China’s STEM Lead a Red Herring
Viewpoint
China’s STEM Lead a Red Herring
Back in 1961, the front cover of a popular history of science included the memorable pitch “Any Russian schoolboy could understand this book. Can you?” This bit of publishing hype reflected a growing hysteria about Soviet achievements in math and science education. The US, it seemed, was falling dangerously far behind in the race to produce new scientists and engineers.
China’s STEM Lead a Red Herring
By Mark A. DeWeaver
Back in 1961, the front cover of a popular history of science included the memorable pitch “Any Russian schoolboy could understand this book. Can you?” This bit of publishing hype reflected a growing hysteria about Soviet achievements in math and science education. The US, it seemed, was falling dangerously far behind in the race to produce new scientists and engineers. American students would have to start devoting a lot more time to their algebra and physics homework or the free world would be in big trouble.
Today, similar fears are being voiced about the relatively low number of American college students majoring in science, technology, engineering, and mathematics (the so-called “STEM” fields). This time China, with three times as many STEM graduates as the US, is said to be winning the education race. If this trend continues, many imagine that Chinese domination of the global economy will be a foregone conclusion.
The worsening inefficiency of the Chinese economy is not due to any lack of engineering talent. The real issue is the quality of economic decision-making in the state sector. Private-sector investors are in most cases not to blame for China’s excess capacity and unnecessary infrastructure.

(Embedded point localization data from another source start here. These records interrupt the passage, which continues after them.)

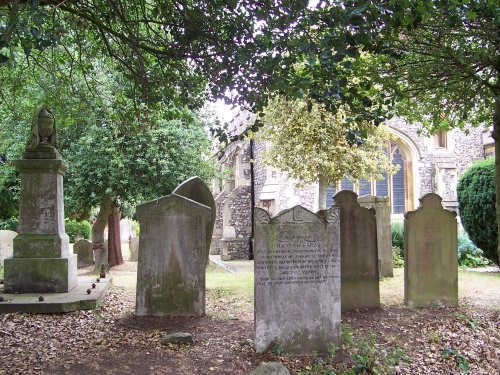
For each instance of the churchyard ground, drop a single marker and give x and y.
(393, 339)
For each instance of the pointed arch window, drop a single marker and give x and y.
(396, 187)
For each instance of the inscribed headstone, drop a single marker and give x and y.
(6, 244)
(125, 229)
(431, 258)
(384, 236)
(297, 281)
(195, 189)
(173, 257)
(83, 249)
(134, 248)
(42, 261)
(358, 254)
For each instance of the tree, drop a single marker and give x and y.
(109, 165)
(433, 61)
(294, 129)
(476, 188)
(100, 122)
(229, 45)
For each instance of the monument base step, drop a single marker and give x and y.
(76, 299)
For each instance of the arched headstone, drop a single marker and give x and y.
(358, 253)
(195, 189)
(172, 257)
(431, 257)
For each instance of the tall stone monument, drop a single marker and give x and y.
(297, 280)
(431, 257)
(173, 254)
(42, 261)
(358, 253)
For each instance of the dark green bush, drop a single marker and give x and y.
(74, 228)
(469, 255)
(9, 224)
(476, 202)
(398, 235)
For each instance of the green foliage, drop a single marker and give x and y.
(367, 356)
(398, 260)
(277, 346)
(398, 234)
(460, 359)
(469, 255)
(136, 227)
(398, 243)
(476, 189)
(10, 224)
(297, 128)
(74, 228)
(109, 159)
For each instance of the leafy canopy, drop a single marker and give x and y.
(307, 141)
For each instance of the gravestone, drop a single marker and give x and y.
(6, 244)
(431, 258)
(83, 249)
(297, 280)
(195, 189)
(358, 254)
(42, 261)
(101, 256)
(125, 229)
(134, 248)
(384, 236)
(173, 257)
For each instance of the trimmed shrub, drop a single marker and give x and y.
(398, 235)
(469, 255)
(476, 202)
(74, 228)
(9, 224)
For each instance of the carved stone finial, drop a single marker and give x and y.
(43, 129)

These problems are rather the result of competition among lower-level officials concerned more with boosting local economic growth than with cost-benefit analysis.
In fact, economic dominance is not a prize that automatically gets handed to the country with the smartest schoolboys or the most STEM majors. As the Soviet experience made clear, the size of a country’s population of technical experts is relatively unimportant. What really matters is the character of the economic system in which they work. In the absence of incentives to use resources efficiently, technological expertise is unlikely to be put to good use.

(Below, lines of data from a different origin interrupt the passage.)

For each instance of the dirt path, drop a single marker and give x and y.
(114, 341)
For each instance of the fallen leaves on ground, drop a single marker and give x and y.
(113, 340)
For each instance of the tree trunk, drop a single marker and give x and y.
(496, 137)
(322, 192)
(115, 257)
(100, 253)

Consider China’s world-beating overcapacity in heavy industry, thousands of empty units of upscale residential space, and numerous redundant airports, roads, and bridges. This wasted investment employed legions of STEM graduates. They may have been well qualified but they were working on projects that should never have been built in the first place.
The worsening inefficiency of the Chinese economy is not due to any lack of engineering talent. The real issue is the quality of economic decision-making in the state sector. Private-sector investors are in most cases not to blame for China’s excess capacity and unnecessary infrastructure. These problems are rather the result of competition among lower-level officials concerned more with boosting local economic growth than with cost-benefit analysis.
In today’s China, GDP growth rates have replaced the output targets of the command economy as the main indicator used in officials’ performance evaluations. But the incentives to “game the system” remain as strong as ever. During the 1958 Great Leap Forward, officials sometimes met their steel quotas by melting down pots and pans. For their successors, the shortest path to promotion is often to build a bridge to nowhere.
A command-economy style obsession with hitting targets can also be seen in Beijing’s National Medium- and Long-Term Plan for the Development of Science and Technology (2006-2020). By 2020, the Plan calls for R&D expenditure to increase to 2.5% of GDP (from 1.3% in 2006 ). Reliance on foreign technology, estimated at 60% in 2006, must fall to 30%. China must rank fifth worldwide in terms of number of patent filings.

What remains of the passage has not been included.